The White House
Office of the Press Secretary
Presidential Proclamation -- National Day of Prayer, 2014
BY THE PRESIDENT OF THE UNITED STATES OF AMERICA
One of our Nation's great strengths is the freedom we hold dear, including the freedom to exercise our faiths freely. For many Americans, prayer is an essential act of worship and a daily discipline.
Today and every day, prayers will be said for comfort for those who mourn, healing for those who are sick, protection for those who are in harm's way, and strength for those who lead. Today and every day, forgiveness and reconciliation will be sought through prayer. Across our country, Americans give thanks for our many blessings, including the freedom to pray as our consciences dictate.

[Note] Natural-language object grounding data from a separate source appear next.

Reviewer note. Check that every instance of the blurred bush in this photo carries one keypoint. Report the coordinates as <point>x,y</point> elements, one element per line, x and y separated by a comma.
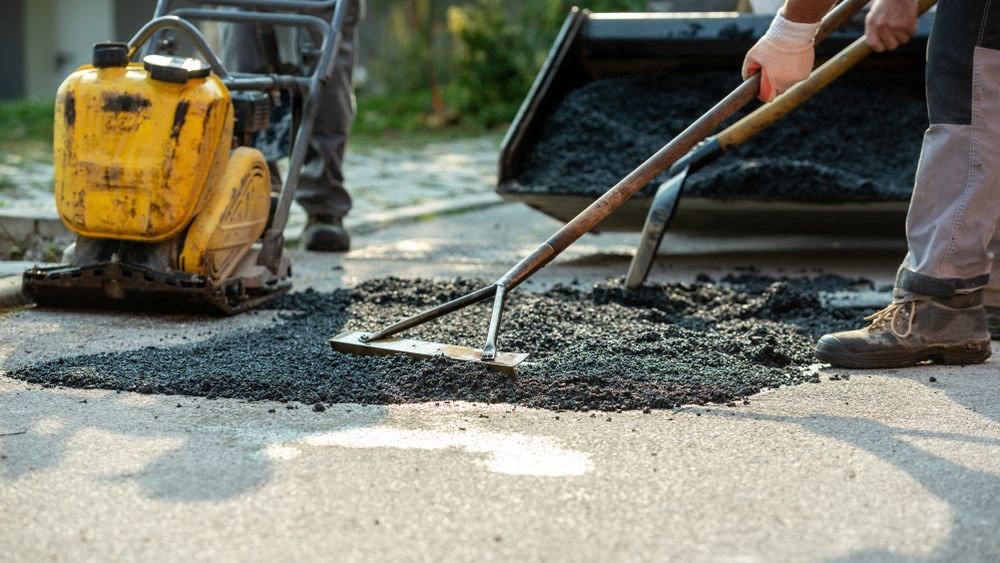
<point>471,61</point>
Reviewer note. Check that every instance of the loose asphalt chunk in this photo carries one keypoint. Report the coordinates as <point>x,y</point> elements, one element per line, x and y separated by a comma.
<point>857,141</point>
<point>605,348</point>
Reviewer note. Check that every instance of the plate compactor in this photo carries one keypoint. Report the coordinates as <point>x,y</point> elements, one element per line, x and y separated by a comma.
<point>156,171</point>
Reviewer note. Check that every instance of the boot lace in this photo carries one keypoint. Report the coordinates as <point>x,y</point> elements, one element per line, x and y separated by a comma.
<point>888,316</point>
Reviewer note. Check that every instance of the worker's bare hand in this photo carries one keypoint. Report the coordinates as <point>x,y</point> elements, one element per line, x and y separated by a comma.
<point>891,23</point>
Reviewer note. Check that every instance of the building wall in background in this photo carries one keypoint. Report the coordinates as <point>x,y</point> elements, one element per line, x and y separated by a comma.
<point>57,36</point>
<point>12,47</point>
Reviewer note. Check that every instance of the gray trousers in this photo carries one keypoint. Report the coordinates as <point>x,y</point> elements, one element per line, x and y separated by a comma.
<point>952,228</point>
<point>246,48</point>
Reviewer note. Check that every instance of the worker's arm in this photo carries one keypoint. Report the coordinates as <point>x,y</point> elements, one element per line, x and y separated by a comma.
<point>786,54</point>
<point>891,23</point>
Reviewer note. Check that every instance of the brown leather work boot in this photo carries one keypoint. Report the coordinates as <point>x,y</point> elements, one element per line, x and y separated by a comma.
<point>913,330</point>
<point>993,321</point>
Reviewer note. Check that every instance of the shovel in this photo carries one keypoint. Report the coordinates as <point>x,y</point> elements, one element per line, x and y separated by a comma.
<point>383,341</point>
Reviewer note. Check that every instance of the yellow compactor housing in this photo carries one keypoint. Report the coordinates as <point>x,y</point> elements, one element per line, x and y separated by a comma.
<point>144,153</point>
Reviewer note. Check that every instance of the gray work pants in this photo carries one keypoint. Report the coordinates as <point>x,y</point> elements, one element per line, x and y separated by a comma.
<point>952,228</point>
<point>321,187</point>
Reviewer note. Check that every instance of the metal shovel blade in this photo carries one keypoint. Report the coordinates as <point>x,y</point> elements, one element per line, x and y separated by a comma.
<point>351,343</point>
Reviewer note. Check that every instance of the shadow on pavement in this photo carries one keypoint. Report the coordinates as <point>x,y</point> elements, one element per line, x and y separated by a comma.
<point>972,494</point>
<point>198,450</point>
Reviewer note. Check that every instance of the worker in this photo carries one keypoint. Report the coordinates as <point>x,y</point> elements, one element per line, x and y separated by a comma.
<point>321,192</point>
<point>945,304</point>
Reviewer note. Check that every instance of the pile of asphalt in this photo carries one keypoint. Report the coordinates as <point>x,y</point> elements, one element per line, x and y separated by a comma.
<point>858,141</point>
<point>606,348</point>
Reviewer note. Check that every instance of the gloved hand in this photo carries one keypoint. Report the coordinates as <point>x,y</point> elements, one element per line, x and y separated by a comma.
<point>784,56</point>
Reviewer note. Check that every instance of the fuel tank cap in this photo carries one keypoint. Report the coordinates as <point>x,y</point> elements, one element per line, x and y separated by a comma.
<point>175,69</point>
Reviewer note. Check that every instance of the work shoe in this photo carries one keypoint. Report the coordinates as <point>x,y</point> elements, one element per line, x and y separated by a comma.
<point>993,321</point>
<point>913,330</point>
<point>325,233</point>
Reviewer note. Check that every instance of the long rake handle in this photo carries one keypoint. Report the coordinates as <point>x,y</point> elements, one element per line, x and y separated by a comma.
<point>663,159</point>
<point>769,114</point>
<point>613,199</point>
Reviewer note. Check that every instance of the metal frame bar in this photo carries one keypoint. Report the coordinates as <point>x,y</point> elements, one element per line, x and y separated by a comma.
<point>259,12</point>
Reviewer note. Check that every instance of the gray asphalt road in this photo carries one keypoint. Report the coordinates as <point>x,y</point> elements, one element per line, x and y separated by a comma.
<point>883,466</point>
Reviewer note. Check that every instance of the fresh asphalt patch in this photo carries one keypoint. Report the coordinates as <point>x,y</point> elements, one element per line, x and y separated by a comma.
<point>857,141</point>
<point>603,348</point>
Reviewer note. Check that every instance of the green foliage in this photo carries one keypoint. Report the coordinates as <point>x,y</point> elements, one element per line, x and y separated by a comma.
<point>496,61</point>
<point>500,49</point>
<point>26,120</point>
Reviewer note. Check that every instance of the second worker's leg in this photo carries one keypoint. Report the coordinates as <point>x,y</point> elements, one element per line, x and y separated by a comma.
<point>321,190</point>
<point>992,297</point>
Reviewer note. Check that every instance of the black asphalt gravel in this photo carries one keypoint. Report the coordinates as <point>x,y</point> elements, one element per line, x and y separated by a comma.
<point>605,348</point>
<point>858,141</point>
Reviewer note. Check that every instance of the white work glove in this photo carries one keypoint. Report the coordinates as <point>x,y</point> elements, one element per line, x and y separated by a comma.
<point>784,56</point>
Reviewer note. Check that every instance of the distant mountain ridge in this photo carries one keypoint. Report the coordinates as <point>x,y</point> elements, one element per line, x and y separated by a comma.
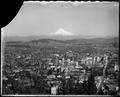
<point>79,40</point>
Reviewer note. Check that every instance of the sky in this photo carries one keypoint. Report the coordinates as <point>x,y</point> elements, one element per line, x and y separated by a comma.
<point>97,19</point>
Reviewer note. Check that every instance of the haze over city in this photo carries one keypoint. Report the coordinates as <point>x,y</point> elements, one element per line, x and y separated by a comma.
<point>87,19</point>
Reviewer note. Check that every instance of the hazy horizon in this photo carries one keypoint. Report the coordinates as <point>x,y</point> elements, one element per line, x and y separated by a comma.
<point>88,19</point>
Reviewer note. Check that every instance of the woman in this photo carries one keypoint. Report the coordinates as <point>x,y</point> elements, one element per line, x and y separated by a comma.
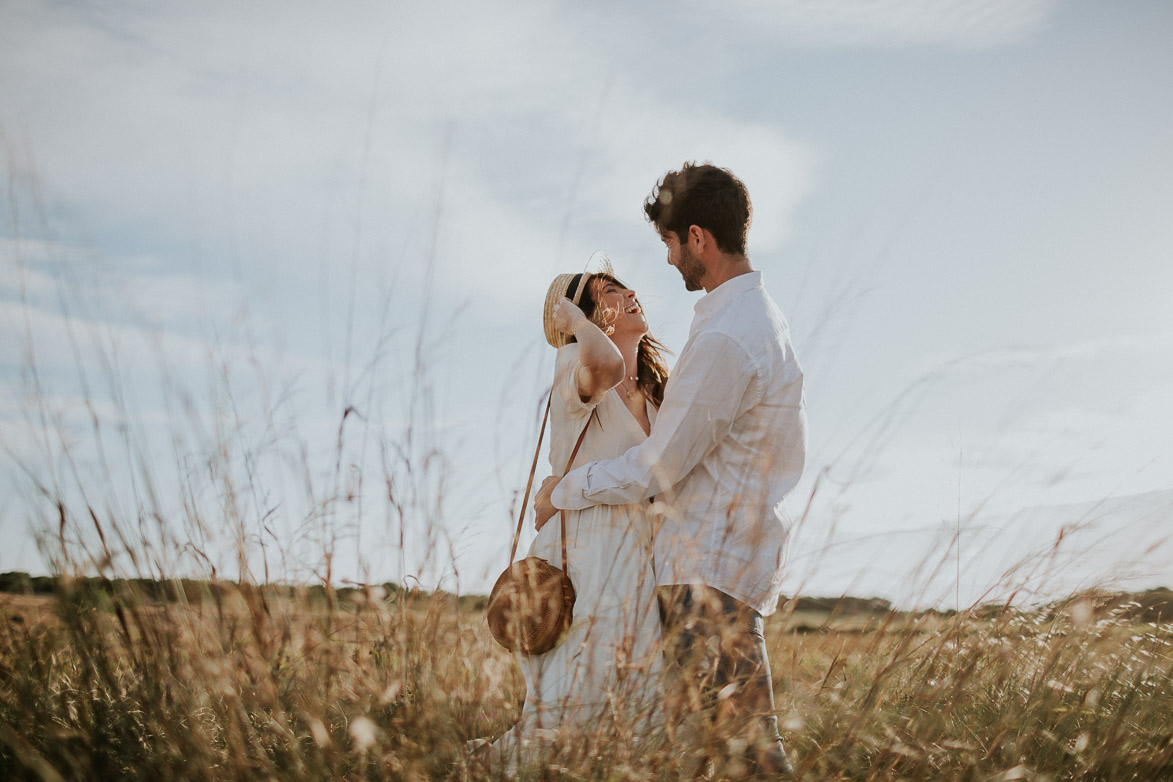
<point>601,684</point>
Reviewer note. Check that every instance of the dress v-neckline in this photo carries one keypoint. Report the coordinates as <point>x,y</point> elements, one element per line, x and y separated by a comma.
<point>632,415</point>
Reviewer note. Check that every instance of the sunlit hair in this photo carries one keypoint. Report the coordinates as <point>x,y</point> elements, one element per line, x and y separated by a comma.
<point>651,373</point>
<point>706,196</point>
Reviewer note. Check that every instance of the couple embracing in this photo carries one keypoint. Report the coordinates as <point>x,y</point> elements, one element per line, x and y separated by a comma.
<point>666,643</point>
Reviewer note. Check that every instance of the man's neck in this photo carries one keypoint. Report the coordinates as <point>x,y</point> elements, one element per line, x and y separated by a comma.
<point>727,269</point>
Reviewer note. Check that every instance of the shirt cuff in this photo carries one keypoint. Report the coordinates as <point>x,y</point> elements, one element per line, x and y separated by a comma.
<point>571,490</point>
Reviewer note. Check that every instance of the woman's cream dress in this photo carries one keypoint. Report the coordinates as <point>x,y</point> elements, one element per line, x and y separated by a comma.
<point>602,682</point>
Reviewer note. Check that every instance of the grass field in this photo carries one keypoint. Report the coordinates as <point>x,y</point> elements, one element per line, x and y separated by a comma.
<point>255,684</point>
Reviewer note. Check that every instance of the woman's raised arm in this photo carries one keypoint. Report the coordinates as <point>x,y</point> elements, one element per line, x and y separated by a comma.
<point>603,365</point>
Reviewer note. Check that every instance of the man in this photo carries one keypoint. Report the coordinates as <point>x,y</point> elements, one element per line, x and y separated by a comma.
<point>727,446</point>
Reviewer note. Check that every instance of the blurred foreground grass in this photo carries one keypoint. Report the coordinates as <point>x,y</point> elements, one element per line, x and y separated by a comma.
<point>256,684</point>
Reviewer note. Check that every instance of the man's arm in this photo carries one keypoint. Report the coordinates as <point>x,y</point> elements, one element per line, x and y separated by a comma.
<point>712,383</point>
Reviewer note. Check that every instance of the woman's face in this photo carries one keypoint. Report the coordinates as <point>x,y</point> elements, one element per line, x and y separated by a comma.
<point>617,310</point>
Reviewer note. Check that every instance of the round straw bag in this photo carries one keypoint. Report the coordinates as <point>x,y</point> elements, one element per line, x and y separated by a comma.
<point>531,604</point>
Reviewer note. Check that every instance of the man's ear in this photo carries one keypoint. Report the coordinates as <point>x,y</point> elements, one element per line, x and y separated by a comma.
<point>698,238</point>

As we give thanks for our liberties, we must never forget those around the world, including Americans, who are being held or persecuted because of their convictions. Let us remember all prisoners of conscience today, whatever their faiths or beliefs and wherever they are held. Let us continue to take every action within our power to secure their release. And let us carry forward our Nation's tradition of religious liberty, which protects Americans' rights to pray and to practice our faiths as we see fit.

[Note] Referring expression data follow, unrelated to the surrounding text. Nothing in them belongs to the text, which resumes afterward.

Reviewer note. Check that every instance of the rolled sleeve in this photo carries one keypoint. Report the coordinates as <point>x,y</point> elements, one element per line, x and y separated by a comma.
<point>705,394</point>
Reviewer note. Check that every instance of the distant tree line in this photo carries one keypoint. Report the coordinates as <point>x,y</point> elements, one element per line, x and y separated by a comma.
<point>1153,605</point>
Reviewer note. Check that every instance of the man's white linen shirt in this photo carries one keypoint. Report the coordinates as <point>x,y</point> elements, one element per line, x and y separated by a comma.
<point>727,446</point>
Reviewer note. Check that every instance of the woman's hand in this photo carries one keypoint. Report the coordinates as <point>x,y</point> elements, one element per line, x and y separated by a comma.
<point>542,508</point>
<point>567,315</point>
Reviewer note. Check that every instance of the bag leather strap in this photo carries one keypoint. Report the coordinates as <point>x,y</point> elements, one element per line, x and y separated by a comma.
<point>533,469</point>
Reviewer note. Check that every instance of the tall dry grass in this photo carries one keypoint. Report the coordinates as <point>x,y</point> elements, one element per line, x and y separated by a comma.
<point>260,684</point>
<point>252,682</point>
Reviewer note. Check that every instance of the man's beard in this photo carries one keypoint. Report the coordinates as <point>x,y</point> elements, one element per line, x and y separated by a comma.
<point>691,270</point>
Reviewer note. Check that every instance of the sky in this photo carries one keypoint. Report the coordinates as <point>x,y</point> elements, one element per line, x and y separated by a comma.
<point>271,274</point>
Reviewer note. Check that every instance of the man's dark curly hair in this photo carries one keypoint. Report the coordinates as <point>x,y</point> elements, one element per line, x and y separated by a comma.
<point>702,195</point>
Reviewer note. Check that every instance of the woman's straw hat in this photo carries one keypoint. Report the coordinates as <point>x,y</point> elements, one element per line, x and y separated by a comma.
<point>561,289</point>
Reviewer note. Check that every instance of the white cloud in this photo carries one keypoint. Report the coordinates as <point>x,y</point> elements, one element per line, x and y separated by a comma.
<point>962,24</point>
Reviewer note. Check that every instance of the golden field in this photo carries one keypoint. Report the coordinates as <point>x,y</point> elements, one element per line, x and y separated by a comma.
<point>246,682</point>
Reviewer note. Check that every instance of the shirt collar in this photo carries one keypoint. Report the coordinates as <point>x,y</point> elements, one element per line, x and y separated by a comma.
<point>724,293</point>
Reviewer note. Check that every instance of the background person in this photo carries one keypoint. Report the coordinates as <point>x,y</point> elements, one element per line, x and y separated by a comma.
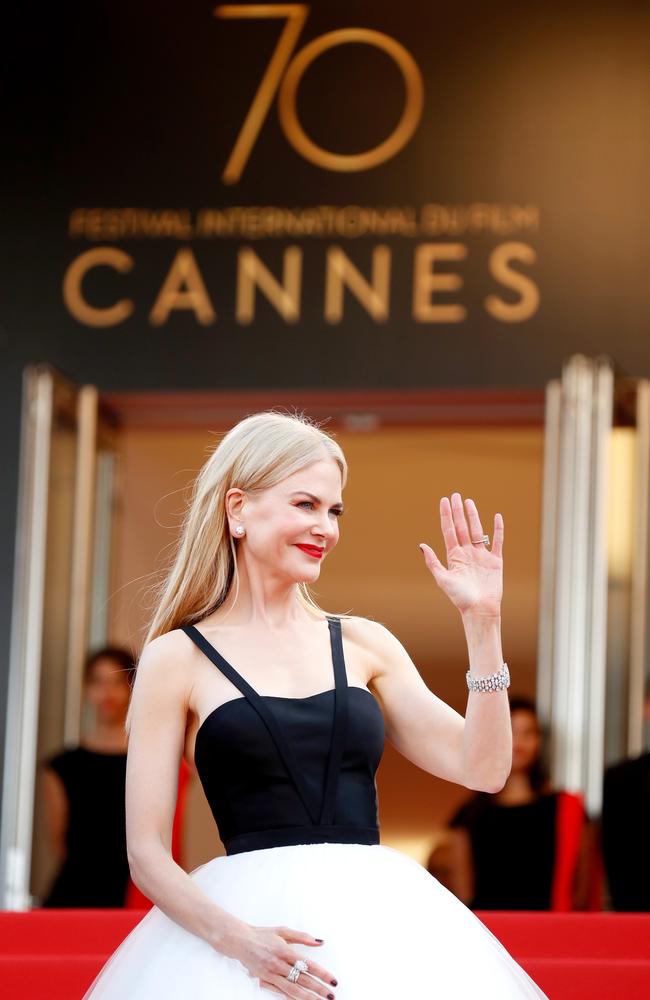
<point>544,833</point>
<point>84,789</point>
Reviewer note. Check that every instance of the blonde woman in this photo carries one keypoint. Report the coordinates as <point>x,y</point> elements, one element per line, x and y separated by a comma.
<point>284,710</point>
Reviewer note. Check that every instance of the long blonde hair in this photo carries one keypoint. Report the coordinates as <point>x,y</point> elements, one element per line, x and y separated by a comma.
<point>256,454</point>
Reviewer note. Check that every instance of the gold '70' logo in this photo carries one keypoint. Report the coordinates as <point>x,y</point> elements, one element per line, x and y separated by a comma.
<point>283,74</point>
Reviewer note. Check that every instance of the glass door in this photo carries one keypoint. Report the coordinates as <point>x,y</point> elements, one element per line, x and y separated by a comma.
<point>61,579</point>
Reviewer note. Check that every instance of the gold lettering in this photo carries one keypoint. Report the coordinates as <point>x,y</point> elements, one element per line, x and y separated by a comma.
<point>296,15</point>
<point>426,281</point>
<point>499,266</point>
<point>341,272</point>
<point>73,296</point>
<point>345,162</point>
<point>183,288</point>
<point>252,274</point>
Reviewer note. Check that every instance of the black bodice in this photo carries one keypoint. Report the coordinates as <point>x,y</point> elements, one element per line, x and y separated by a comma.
<point>280,771</point>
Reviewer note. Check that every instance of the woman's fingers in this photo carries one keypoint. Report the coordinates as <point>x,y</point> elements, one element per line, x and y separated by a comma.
<point>431,560</point>
<point>497,541</point>
<point>447,525</point>
<point>475,528</point>
<point>305,989</point>
<point>460,524</point>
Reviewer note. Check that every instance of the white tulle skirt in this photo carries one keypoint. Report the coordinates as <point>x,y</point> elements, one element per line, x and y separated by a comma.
<point>391,932</point>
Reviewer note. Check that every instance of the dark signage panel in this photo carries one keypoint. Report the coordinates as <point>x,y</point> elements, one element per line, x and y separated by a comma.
<point>322,195</point>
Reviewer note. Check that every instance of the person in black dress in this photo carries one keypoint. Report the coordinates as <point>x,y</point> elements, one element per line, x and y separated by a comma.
<point>84,789</point>
<point>530,819</point>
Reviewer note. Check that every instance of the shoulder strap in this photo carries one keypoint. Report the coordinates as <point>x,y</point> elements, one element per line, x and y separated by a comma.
<point>267,718</point>
<point>339,724</point>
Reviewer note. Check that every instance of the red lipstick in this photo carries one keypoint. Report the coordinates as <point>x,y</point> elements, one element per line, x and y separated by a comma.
<point>312,550</point>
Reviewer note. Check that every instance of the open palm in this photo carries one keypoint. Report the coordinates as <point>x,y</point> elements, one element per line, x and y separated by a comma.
<point>473,577</point>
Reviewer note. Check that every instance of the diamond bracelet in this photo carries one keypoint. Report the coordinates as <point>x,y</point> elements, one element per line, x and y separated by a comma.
<point>495,682</point>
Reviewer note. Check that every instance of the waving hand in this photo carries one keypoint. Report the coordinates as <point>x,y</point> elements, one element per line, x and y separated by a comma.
<point>473,578</point>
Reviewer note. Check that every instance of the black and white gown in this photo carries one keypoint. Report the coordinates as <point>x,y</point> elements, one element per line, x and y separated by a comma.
<point>291,784</point>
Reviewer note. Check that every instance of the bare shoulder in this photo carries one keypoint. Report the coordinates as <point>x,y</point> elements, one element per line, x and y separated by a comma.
<point>165,665</point>
<point>374,642</point>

The Congress, by Public Law 100-307, as amended, has called on the President to issue each year a proclamation designating the first Thursday in May as a "National Day of Prayer."
NOW, THEREFORE, I, BARACK OBAMA, President of the United States of America, by virtue of the authority vested in me by the Constitution and the laws of the United States, do hereby proclaim May 1, 2014, as a National Day of Prayer. I invite the citizens of our Nation to give thanks, in accordance with their own faiths and consciences, for our many freedoms and blessings, and I join all people of faith in asking for God's continued guidance, mercy, and protection as we seek a more just world.
IN WITNESS WHEREOF, I have hereunto set my hand this thirtieth day of April, in the year of our Lord two thousand fourteen, and of the Independence of the United States of America the two hundred and thirty-eighth.